La enorme manifestación de Leipzig, el 9 de octubre de 1984, centro de las protestas pacíficas conocidas como Las manifestaciones de los lunes, fue la palanca que reventó la bisagra que sostenía el Telón de Acero. Un mes antes del derrocamiento del Muro más de 70.000 personas salieron a la calle para protestar contra el régimen de la antigua República Democrática de Alemania (RDA). “Sin el 9 de octubre no hubiera sido posible el 9 de noviembre”, subrayó el presidente de la República Federal, Joachim Gauck, en los actos conmemorativos de aquella protesta multitudinaria. “Wir sind das Volk” (Nosotros somos el pueblo) gritaban los manifestantes que habían acumulado fuerzas durante el otoño de 1984 alrededor la plaza de la iglesia Nikolai de Leipzig donde se rezaba por la paz. La policía trató de encapsular al pueblo, pera ya era demasiado tarde. La RDA había cedido.

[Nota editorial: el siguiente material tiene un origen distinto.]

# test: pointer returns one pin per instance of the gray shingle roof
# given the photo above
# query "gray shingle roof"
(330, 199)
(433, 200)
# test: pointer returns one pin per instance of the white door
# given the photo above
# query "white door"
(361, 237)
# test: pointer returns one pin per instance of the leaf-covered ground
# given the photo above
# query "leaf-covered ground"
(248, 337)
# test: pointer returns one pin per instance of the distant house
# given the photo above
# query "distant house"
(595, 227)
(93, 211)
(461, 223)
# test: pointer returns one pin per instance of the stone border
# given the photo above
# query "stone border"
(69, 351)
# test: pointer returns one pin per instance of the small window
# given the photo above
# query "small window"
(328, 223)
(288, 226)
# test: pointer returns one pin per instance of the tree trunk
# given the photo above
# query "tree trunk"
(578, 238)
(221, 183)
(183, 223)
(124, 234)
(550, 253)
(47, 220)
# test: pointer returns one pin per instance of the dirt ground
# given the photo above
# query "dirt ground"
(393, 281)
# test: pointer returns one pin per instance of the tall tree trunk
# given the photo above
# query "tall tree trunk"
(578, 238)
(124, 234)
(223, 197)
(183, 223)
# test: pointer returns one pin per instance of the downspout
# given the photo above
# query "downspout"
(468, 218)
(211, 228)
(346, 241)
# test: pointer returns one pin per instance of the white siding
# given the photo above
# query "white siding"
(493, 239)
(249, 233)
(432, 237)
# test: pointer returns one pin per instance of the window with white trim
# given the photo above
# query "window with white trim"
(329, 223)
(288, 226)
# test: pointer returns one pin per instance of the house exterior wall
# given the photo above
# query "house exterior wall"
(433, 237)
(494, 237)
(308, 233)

“La caída del Muro supuso la libertad, aunque algunos tal vez no estén de acuerdo”, desgrana Susanne Gies sobre un episodio que cambió la historia del mundo para siempre, que dibujó un nuevo destino para millones de personas y que condujo a Alemania, despiezada tras la Segunda Guerra Mundial, hacia la reunificación, una unión que Susanne considera positiva para el conjunto del país. “ La reunificación ha costado mucho y tal vez no haya colmado la ilusión que muchos depositaron en la Alemania unida, pero el hecho de unir a gente, de poder estar juntos, es una victoria”. Un triunfo que, sobre todo, iluminó el rostro de todas aquellas familias partidas por el Muro. “Para ellos todos ellos fue todavía más emotivo, el sentimiento era más fuerte. La caída supuso una liberación”. Acabar definitivamente con las vidas de acero y hormigón.